Durante los tres últimos días, las manifestaciones han sido como carnavales, con bandas, jinetes e incluso camellos pintados de verde. En cada encuentro, miles de delirantes seguidores de Moamar Gadafi aclaman mientras los desafiantes discursos del líder retumban desde masivos altavoces.

Mientras la OTAN aplasta las defensas de Gadafi, y Estados Unidos y sus aliados dan su apoyo a los rebeldes, el líder libio trata de subir la moral en lo que queda de su nación y mostrar a su pueblo que todavía es fuerte y que sus rivales son pocos.
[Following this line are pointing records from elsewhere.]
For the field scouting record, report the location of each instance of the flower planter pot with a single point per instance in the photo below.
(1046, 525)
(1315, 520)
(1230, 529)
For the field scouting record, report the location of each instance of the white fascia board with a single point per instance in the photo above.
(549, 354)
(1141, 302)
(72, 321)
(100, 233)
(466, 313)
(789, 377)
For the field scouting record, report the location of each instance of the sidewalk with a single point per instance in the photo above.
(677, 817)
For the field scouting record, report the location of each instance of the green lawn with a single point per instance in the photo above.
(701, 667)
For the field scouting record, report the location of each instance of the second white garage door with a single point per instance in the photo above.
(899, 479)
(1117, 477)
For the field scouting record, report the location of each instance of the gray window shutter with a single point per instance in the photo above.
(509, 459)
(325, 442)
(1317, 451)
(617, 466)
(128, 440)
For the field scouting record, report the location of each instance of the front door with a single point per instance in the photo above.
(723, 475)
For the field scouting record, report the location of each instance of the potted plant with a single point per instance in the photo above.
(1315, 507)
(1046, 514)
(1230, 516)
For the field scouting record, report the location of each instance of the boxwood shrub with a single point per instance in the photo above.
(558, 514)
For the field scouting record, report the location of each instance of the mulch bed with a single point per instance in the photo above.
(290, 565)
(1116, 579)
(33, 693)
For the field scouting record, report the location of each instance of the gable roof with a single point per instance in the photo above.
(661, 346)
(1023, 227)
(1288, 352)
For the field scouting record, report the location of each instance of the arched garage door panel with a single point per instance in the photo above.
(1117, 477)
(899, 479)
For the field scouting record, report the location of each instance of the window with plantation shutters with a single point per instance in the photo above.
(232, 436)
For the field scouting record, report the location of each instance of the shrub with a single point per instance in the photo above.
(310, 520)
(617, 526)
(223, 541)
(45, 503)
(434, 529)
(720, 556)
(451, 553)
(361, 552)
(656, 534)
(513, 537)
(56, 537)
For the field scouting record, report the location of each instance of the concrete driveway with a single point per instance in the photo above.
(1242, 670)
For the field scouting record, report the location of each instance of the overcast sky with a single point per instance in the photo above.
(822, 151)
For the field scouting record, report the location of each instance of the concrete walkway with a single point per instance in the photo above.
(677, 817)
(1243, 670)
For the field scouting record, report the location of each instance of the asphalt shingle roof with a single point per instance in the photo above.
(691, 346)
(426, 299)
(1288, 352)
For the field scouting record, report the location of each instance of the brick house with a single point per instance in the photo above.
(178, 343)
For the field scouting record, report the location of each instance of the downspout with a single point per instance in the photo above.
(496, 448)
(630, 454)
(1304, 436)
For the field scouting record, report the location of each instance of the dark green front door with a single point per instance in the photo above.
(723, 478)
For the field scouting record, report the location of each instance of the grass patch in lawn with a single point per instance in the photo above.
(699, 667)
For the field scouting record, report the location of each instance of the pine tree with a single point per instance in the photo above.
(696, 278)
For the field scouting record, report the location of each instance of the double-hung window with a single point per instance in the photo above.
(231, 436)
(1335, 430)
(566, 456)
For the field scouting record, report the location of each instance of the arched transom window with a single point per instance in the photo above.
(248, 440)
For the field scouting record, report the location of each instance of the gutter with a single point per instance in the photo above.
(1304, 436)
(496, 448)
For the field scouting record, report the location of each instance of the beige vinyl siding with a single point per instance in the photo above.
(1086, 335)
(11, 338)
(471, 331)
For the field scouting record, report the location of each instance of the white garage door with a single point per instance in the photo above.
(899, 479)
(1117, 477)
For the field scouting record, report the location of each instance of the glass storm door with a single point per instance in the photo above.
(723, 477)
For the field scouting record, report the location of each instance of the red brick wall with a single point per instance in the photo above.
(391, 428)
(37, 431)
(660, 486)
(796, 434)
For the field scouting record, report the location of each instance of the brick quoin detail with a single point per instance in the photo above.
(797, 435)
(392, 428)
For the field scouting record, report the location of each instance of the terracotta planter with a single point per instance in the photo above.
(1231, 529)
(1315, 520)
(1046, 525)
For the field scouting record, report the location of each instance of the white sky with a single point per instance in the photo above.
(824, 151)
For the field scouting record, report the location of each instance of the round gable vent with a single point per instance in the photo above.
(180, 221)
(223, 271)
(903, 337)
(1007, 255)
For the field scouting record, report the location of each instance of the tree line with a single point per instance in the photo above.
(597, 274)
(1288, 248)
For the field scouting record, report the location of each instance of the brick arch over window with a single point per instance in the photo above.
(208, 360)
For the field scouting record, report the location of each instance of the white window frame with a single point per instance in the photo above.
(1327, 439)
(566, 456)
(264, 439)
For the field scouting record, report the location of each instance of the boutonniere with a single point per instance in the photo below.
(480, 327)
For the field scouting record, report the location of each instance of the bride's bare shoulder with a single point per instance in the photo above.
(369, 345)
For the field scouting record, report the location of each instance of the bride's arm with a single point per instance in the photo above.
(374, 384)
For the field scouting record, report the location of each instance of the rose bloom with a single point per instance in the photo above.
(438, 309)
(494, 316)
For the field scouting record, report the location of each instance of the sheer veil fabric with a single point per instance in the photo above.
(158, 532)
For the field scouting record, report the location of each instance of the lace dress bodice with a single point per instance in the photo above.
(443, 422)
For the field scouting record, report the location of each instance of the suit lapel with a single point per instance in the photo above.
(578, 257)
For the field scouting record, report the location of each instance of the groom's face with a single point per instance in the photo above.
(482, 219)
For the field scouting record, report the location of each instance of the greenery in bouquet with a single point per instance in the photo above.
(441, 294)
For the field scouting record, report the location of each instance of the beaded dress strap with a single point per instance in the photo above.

"Estos son los millones de libios y la imagen ahora está completa. ¿Quién falta? Menos de 100.000 que están atrapados en Bengasi, Derna y Tobruk", dijo Gadafi en uno de los discursos, en referencia a las ciudades del este tomadas por los rebeldes.

En tanto, aviones de la Organización del Tratado del Atlántico Norte destruyeron el domingo un depósito militar y otros objetivos en el extremo oriental de Trípoli, días después de que varias naciones reconocieran a la insurgencia como la legítima representante de Libia.

Por su parte, los ataques de los rebeldes en la ciudad petrolera de Brega entraron en su cuarto día, con reportes de batallas campales en áreas residenciales.

La más reciente movilización a favor de Gadafi se llevó a cabo en la destrozada ciudad de Zawiya, donde rebeldes armados repelieron por semanas a las fuerzas gubernamentales en el inicio de la rebelión contra el añejo régimen de Gadafi.

Las multitudes ovacionaban en la plaza, flanqueada por edificios marcados por balas y disparos de tanques, y en cuyos muros interiores todavía hay garabatos donde llaman perro a Gadafi.

La semana pasada hubo manifestaciones en Trípoli y en Seba, al sur, y luego tres seguidas comenzando el jueves en Ajaylat, en Zlitan, cerca de la frontera con Túnez, próxima a Misrata — tomada por los rebeldes_, y luego Zawiya.